Hmm sensible answers for the most part. I'm impressed.


----------



## Words_of_Truth (Sep 20, 2007)

How do you tell which ones came out today?


----------



## Fallen (Oct 7, 2008)

Dawnstar said:


> Bah still no Chaos update
> 
> Wow, they finally FAQ'd the Ork KFF!


Damn & wow...

and logic was used well for the majority of the FAQs...shocking


----------



## OIIIIIIO (Dec 16, 2009)

Words_of_Truth said:


> How do you tell which ones came out today?


At the bottom of them they have the release date.


----------



## Djinn24 (Jan 12, 2008)

Aramoro said:


> I like GW continuing their 'fuck what the rules actually say here's what we think, but presented as an FAQ' policy.
> 
> Still no more Ork KFF questions.


Yeah well they write the rules so what they want them to do is up to what they say. Sorry they disagree with your interpretation.


----------



## Dawnstar (Jan 21, 2010)

Gotta say the biggest ones are the Ork KFF, Wings being considered part of the hull, and more GK clarifications imo


----------



## Troublehalf (Aug 6, 2010)

Ah well. The hope of Nemesis Falchions giving +2A was dashed. I always read it as +1 anyways, ignoring the extra CCW rule. However, in theory, all you are paying for in terms of an upgrade is another CCW, thus another attack. I also saw you can take two Daemonblades on one character. Does that mean if you take 2, you get an additional attack for having 2 CCW? So you could choose which Daemonblade and it's bonuses to use then get a +1A for having another one?

Still won't stop me from building my God Fist Paladin Squad <3.


----------



## Aramoro (Oct 7, 2009)

djinn24 said:


> Yeah well they write the rules so what they want them to do is up to what they say. Sorry they disagree with your interpretation.


The problem with the FAQ's is not what they say really, it's saying that it's an FAQ and in the FAQ changing the rules. 

Looking at a non-controversial one. Grand Masters granting Grand Strategy to multiple units, not only has no-one ever asked that question, the answer makes no sense. It's a rules change, not and FAQ. FAQ's should give us a broader understanding of how the rules hang together, how they interpret the specific wordings. But apparently someone has asked this frequently and something printed in the Grand Strategy rules makes it not work, what that is is a mystery. 'Because' stops being a good argument when you're 6 and using it to make the rules for your game makes it imposable to actually work out how something's work without them FAQing everything.


----------



## OrdoMalleus (Apr 24, 2009)

Very Interesting that you can take a Close Combat Save in the combat phase against wounds that arent caused by hits. (GK FAQ P.3)
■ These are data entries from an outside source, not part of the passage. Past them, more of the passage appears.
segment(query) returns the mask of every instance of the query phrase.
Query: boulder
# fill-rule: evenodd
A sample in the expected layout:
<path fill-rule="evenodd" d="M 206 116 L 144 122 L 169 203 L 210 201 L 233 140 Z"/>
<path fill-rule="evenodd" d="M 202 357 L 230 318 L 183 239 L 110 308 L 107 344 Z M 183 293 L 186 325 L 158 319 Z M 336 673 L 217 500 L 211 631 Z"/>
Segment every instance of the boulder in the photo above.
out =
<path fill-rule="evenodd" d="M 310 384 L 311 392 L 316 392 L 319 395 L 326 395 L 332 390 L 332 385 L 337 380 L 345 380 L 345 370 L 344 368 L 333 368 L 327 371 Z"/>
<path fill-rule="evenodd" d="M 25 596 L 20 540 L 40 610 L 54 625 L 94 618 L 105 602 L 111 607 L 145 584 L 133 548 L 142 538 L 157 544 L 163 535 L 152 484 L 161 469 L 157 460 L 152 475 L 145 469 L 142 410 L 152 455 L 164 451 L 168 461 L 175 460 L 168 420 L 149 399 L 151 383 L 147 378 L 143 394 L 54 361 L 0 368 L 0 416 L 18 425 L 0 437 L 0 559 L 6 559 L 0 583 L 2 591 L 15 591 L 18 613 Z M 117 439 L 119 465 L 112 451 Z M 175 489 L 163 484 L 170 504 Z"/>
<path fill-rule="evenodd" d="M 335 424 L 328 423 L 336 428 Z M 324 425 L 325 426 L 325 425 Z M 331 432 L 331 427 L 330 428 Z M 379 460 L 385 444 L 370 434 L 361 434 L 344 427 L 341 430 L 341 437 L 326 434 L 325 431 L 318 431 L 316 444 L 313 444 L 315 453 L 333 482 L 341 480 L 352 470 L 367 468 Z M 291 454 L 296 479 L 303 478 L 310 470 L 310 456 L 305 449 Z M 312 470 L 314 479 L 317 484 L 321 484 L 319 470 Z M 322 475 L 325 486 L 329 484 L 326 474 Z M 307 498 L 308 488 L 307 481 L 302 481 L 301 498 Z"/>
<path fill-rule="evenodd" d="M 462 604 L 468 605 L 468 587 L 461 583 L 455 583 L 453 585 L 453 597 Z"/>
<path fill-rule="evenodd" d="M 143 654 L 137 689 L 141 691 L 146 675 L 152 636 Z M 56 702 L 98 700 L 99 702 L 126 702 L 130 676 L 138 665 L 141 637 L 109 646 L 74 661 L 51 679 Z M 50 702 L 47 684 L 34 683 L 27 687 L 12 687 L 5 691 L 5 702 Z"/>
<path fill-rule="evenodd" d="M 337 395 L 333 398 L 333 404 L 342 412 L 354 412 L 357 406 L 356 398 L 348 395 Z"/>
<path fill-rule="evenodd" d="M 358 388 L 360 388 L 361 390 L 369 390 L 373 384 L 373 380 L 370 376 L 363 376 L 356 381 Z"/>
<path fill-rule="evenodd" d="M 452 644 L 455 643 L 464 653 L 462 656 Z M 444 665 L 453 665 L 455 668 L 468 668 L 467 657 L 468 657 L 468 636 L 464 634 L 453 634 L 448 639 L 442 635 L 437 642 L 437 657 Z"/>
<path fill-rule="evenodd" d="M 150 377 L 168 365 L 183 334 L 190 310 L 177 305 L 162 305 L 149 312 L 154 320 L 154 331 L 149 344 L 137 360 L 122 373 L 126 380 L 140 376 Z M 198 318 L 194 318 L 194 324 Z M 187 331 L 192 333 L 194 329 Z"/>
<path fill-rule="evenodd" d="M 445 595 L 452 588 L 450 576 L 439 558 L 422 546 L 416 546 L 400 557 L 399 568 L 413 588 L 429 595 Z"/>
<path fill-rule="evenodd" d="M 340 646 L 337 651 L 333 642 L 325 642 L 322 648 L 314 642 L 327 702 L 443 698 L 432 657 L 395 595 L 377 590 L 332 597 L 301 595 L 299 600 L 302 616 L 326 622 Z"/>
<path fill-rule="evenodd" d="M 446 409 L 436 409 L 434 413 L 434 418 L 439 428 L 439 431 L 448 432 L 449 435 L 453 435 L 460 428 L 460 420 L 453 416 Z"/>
GKs using swords and Warding Staves against perils suddenly make them seem a lot better....


----------



## Troublehalf (Aug 6, 2010)

Aramoro said:


> The problem with the FAQ's is not what they say really, it's saying that it's an FAQ and in the FAQ changing the rules.
> 
> Looking at a non-controversial one. Grand Masters granting Grand Strategy to multiple units, not only has no-one ever asked that question, the answer makes no sense. It's a rules change, not and FAQ. FAQ's should give us a broader understanding of how the rules hang together, how they interpret the specific wordings. But apparently someone has asked this frequently and something printed in the Grand Strategy rules makes it not work, what that is is a mystery. 'Because' stops being a good argument when you're 6 and using it to make the rules for your game makes it imposable to actually work out how something's work without them FAQing everything.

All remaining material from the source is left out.